Growing at a compound annual growth rate of about 15 to 20 percent annually, the Indian packaged food industry is likely to touch $30 billion by 2015, rising from the current level of $15 billion. This category includes snack foods, ready-to-eat foods, and healthy and functional foods, according to the Associated Chambers of Commerce and Industry of India (ASSOCHAM).
Factors that have fueled this industry’s growth include the arrival of food multinationals, rising popularity of quick-service restaurants, modern retail trade, technological advancement and changing urban lifestyles, says an industry-specific ASSOCHAM analysis.

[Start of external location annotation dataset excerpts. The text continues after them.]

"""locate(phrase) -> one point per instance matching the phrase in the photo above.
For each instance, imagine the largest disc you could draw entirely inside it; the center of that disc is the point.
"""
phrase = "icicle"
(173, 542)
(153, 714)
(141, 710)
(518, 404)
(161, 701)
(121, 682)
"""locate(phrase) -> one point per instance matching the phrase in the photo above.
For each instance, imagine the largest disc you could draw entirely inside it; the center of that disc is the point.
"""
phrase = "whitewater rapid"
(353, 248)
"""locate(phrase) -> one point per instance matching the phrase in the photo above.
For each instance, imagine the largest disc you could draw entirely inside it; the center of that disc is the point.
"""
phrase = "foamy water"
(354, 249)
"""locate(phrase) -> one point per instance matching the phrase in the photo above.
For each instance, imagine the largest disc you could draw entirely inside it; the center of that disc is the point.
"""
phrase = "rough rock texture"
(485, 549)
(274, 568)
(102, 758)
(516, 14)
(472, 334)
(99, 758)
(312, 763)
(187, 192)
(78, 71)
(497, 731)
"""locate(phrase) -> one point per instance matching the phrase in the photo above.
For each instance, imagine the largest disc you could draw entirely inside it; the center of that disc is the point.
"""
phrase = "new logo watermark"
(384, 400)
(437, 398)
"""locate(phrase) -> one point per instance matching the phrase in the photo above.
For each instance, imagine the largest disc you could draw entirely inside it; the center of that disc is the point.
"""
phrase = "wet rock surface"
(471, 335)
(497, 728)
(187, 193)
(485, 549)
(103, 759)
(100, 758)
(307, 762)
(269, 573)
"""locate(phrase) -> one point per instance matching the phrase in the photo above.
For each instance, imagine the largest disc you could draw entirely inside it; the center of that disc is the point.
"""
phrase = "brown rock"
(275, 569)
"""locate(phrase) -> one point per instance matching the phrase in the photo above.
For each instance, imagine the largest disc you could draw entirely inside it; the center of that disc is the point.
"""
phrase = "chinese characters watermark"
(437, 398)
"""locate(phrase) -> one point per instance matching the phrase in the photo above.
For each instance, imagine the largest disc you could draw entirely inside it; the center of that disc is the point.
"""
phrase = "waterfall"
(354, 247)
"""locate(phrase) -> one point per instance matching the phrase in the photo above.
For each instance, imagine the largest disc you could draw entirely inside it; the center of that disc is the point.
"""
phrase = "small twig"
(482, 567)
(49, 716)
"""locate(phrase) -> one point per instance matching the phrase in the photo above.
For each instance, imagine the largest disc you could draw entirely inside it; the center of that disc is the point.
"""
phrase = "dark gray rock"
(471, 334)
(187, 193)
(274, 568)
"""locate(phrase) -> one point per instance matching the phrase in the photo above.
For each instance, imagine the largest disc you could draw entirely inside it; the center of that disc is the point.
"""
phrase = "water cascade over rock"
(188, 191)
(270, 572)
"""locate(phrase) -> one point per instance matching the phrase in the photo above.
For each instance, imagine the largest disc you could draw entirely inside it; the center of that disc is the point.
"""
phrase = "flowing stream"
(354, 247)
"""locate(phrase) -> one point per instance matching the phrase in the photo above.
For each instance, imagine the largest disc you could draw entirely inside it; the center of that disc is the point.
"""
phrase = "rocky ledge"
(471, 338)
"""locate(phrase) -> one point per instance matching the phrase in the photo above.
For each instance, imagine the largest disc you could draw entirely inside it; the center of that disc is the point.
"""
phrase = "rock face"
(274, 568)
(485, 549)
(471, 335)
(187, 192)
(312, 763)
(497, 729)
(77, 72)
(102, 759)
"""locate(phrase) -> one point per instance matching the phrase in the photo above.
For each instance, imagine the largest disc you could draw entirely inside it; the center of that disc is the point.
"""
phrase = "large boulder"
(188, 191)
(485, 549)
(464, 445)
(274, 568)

The main categories of packaged food are bakery products, canned/dried processed food, frozen processed food, meal replacement products and condiments. Some emerging new categories in this segment are processed dairy products, frozen ready-to-eat foods, diet snacks, processed meat and probiotic drinks.
Some key players in this industry are Hindustan Unilever (tea, instant coffee, biscuits, pulses, instant beverages), Nestle (instant coffee, milk and milk products, ready-to-eat foods), PepsiCo (aerated drinks, fruit juices, cereals, snacks) and Haldirams (sweets, namkeens, syrups, crushes, etc.)
The growth in the economy, coupled with a strong desire among consumers to maintain a healthy lifestyle and the growing awareness of functional ingredients such as herbs, minerals, vitamins, omega fatty acids and probiotics, is driving the functional foods and beverages market.
DS Rawat, secretary general of ASSOCHAM, said that the food ingredients market is also increasing with a rapid growth rate, as consumers increasingly demand bigger, bolder tastes, foods that are healthy and ingredients that are natural or sustainable.
Rawat further said that consumers are becoming more sophisticated and want more upscale flavors and ingredients. The Indian food processing market is one of the largest in terms of production, consumption, and export and import prospects.
The paper also points out that there is a large divide between urban and rural consumers in India. Urban residents consumed 78 percent of all packaged food in 2011, while rural residents consumed just over 22 percent.